State lawmakers and Gov. Pete Wilson missed their July 1 budget deadline after Democrats balked at Mr. Wilson's demand for a $1 billion cut in the state's vehicle-license fee, saying it would take money from education.

Last week, however, a leading Democratic lawmaker said that Mr. Wilson, a Republican, and legislative leaders from her party were near agreement on a plan to lower the state's personal income tax while protecting school aid.

"With anticipated tax revenues being good, we would continue to have healthy funds for education," Assemblywoman Kerry Mazzoni, the Democratic chairwoman of the education committee, said of the new plan.

But there are other possible obstacles to an agreement.

For example, Gov. Wilson in May proposed tapping the state's projected $4 billion budget surplus to add $500 million to his original $24.6 billion K-12 spending plan for fiscal 1999. Most of the new aid would be earmarked for textbooks and materials for science labs and libraries. California's fiscal 1998 budget provided $22.4 billion for K-12 education.

If approved, Mr. Wilson's budget would be the first to set K-12 spending above constitutionally guaranteed minimum-aid levels since those levels were set by a voter-approved state constitutional amendment in 1988.

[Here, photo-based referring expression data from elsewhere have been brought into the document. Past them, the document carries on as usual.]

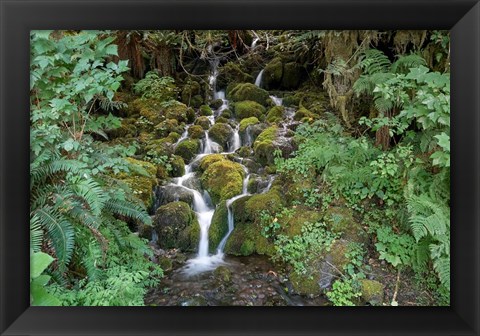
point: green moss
(248, 108)
(187, 149)
(275, 114)
(304, 284)
(292, 74)
(204, 122)
(372, 291)
(164, 128)
(248, 91)
(216, 103)
(303, 113)
(177, 111)
(205, 110)
(263, 146)
(232, 73)
(340, 220)
(223, 180)
(206, 161)
(244, 123)
(172, 223)
(196, 132)
(272, 74)
(178, 166)
(218, 227)
(227, 114)
(221, 134)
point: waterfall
(235, 143)
(258, 80)
(230, 218)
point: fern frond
(59, 230)
(124, 208)
(405, 62)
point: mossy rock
(173, 223)
(164, 128)
(205, 110)
(187, 149)
(223, 180)
(191, 115)
(272, 74)
(231, 72)
(216, 104)
(190, 89)
(244, 123)
(227, 114)
(275, 114)
(203, 121)
(141, 180)
(196, 132)
(178, 166)
(292, 75)
(264, 147)
(304, 284)
(372, 292)
(206, 161)
(248, 91)
(302, 114)
(177, 111)
(248, 108)
(218, 227)
(221, 133)
(222, 275)
(340, 220)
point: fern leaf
(59, 230)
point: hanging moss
(275, 114)
(223, 180)
(221, 133)
(187, 149)
(248, 91)
(248, 109)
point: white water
(258, 80)
(230, 218)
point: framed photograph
(239, 168)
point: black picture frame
(18, 17)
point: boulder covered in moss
(275, 114)
(303, 114)
(178, 166)
(248, 108)
(223, 180)
(141, 179)
(231, 72)
(272, 74)
(205, 110)
(292, 75)
(176, 226)
(221, 133)
(372, 292)
(177, 111)
(204, 122)
(187, 149)
(264, 147)
(196, 132)
(248, 91)
(164, 128)
(341, 220)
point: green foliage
(75, 202)
(300, 250)
(343, 293)
(396, 249)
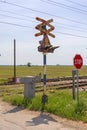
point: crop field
(52, 71)
(60, 101)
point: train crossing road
(16, 118)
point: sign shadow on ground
(41, 119)
(14, 110)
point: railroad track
(62, 83)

But Democrats, who control both the Senate and the Assembly, want an additional $300 million for schools, over and above Mr. Wilson's May proposal, mostly in discretionary money that districts could spend as they saw fit.

"There is going to be discretionary money," Ms. Mazzoni said. "It's very important to school districts, but the governor has been resistant."

Accountability for local school performance also has been thrown into the budgetary fray.

The governor is pressuring budget negotiators to accept his proposal to dispatch new state education-auditing teams to evaluate the lowest-performing schools and to impose sanctions against schools that failed to improve.

Democrats Urge Flexibility

Ms. Mazzoni said Democrats agree that the state should beef up accountability and create an independent agency to monitor those efforts. But districts should have the flexibility to draft their own accountability programs, she argued.

Rich H. Halberg, a spokesman for Gov. Wilson, said late last week that it was not clear whether his boss was willing to hold up the budget until he gets his wish. "I do know that he wants to see his proposal passed," he added.

Paul Warren, the director of the education unit for the state legislative analyst's office, predicted that a final budget was near. "Things are moving now," he said. "They're talking about the fine points of an agreement."

In the meantime, the delay has made life difficult for the state's 1,000 local districts, which already have adopted tentative budgets for the 1998-99 school year. They will have 45 days to revise their budgets after a final state spending plan is adopted.

"We're in year-round session now, and we're still waiting to see how much money they're going to give us," said Ann Jones, the assistant superintendent of business affairs for the 10,500-student Franklin McKinley Elementary School District in San Jose.

The district, which began its new school year July 1, remains unsure about an estimated $1 million in new state aid, which could be earmarked for specific uses or come as discretionary revenue.

"I'm frustrated," Ms. Jones added. "There's no way we can accurately project our revenue."